On a conventionalist theory of promises, there is a social institution of promising, somewhat akin to a game, and a promise is a kind of communicative action that falls under the rules of that institution. But what makes a communicative action fall under the rules of the promissory institution? Well, one of the generally agreed on necessary conditions is that it must be intentional. So now it seems that a part of what makes something a promise is that it be intended to fall under the rules of the promissory institution. And this itself is a rule of the promissory institution.
Thus, the promissory institution needs to make reference to itself in its rules. Is this a vicious circularity?
Maybe not. The Laws of Badminton govern players of badminton. Indeed, the Definitions in the Laws start with: “Player: Any person playing Badminton”. Badminton is nothing but the game governed by these rules, and yet the rules constantly make reference to badminton via the concept of a player (and occasionally make explicit self-reference, as in law 17.6.1 that an umpire shall “uphold and enforce the Laws of Badminton”). Is this a vicious circularity? Here is a reason to think it is not. People can coherently decide to play the game defined by a set of rules referred to under some description such as “The rules posted on WorldBadminton.com/rules” or “The rules customarily in use in this club” or “The Laws of Badminton” or “The rules adopted by the Badminton World Federation” that in fact refers to the same set of rules. The rules can refer to themselves under some of these descriptions as well. We can then suppose that a player is someone who is achieving some measure of minimal success in intentionally following the rules under some such description.
The way to avoid vicious circularity here is that one needs some way of gaining reference to the rules from within the rules, and one can do so by means of an appropriate expression typically having to do with a physical embodiment of the rules, say in an inscription or in a customary practice.

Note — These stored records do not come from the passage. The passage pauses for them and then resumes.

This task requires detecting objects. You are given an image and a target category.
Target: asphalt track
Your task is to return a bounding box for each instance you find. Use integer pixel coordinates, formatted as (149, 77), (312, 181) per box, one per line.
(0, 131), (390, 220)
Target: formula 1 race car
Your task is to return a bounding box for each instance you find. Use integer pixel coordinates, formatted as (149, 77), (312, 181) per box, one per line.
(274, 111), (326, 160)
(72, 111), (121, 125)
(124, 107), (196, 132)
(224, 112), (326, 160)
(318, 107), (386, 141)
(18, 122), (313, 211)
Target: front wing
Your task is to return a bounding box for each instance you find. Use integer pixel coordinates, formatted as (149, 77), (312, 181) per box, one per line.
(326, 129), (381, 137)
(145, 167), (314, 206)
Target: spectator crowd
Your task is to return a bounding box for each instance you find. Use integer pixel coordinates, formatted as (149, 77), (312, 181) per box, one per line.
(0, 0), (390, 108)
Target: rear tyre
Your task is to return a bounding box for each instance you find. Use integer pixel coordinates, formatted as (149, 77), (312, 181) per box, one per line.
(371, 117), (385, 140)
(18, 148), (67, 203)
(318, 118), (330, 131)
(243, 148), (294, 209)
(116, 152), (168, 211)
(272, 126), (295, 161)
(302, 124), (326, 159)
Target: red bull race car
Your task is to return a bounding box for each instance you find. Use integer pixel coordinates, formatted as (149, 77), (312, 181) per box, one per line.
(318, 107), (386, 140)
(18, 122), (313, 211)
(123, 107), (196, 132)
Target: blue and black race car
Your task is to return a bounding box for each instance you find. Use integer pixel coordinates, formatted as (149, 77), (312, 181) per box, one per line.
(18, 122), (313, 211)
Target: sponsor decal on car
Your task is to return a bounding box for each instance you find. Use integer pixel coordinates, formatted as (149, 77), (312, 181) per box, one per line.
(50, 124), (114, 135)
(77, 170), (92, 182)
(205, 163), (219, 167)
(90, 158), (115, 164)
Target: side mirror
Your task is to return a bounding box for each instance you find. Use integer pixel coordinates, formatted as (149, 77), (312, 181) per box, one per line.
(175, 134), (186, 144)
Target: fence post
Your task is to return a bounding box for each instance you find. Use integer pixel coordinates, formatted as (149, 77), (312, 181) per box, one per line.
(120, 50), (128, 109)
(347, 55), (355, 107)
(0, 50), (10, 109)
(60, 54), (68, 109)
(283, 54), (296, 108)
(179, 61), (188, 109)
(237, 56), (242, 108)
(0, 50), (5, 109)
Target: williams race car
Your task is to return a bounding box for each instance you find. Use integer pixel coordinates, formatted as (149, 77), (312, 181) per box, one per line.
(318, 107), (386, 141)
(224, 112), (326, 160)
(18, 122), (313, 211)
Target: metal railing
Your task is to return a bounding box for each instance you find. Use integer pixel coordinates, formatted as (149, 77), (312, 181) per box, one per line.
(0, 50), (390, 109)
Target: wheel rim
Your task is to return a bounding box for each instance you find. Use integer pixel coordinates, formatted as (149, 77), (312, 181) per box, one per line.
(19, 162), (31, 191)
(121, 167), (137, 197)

Can make the same move with regard to promises? We could image a group of early humans sitting around and making up “the Laws of Promising” prior to any promises being made, with the Laws of Promising referencing themselves under some description like “The Laws promulgated in the Cave of the Lone Bear on the third full moon since the melting of the snow in the fourth year of the chiefdom of Jas the Bald.” And then the laws could cover communicative actions intended to fall under the Laws of Promising under some relevant description or other. But while we can imagine this, it is highly implausible as a historical claim.
I want to offer a weird alternative to the institutional theory of promises. Let’s first imagine that in your head there is a literal “book of promises” (made of waterproof paper, etc.), and that you can inscribe text in that book using a little pen that moves around in your head. But suppose that moving the pen is not a basic action. The only way to write p in the book of promises is to intentionally communicate to another person that you are inscribing p in the book. Such intentional communication causes, by some weird law of nature, the inscription of p into the book of promises. And then we suppose that it is a fundamental moral law that anything inscribed in the book of promises is to be done, subject to various nuances.
On this account, promising p is inscribing p into the book by intentionally communicating that you are inscribing p into the book. But note that you are not intending to promise: you are intending to inscribe into the book, which is different. So there is no circularity. (Compare here a mind-reading machine which serves you lunch if you press a button with the intention of getting lunch from the machine. There is no circularity.)
Is there such a book? A tempting simple thought is that there is: it is our memory. But that’s not right. Promises are normatively binding even if they are not remembered, though if they innocently forgotten one is typically not culpable for breaking them.
A dualist can suppose that the soul really does contain something like a book of promises, which is not directly available to introspection. When you make a promise, the content is “inscribed” into the “promise book”, and remembered as being inscribed. There is no other way to put things into the soul’s “promise book”, though if there is a God, he could miraculously inscribe things in the book. (Would we then be required to fulfill them? Well, it depends on what the moral rule is. If it says that one must do everything in the book, then we would be required to fulfill what God wrote in the book. But if it only says that one must do everything that one inscribed in the book, then what God inscribed in it may not need to be done.)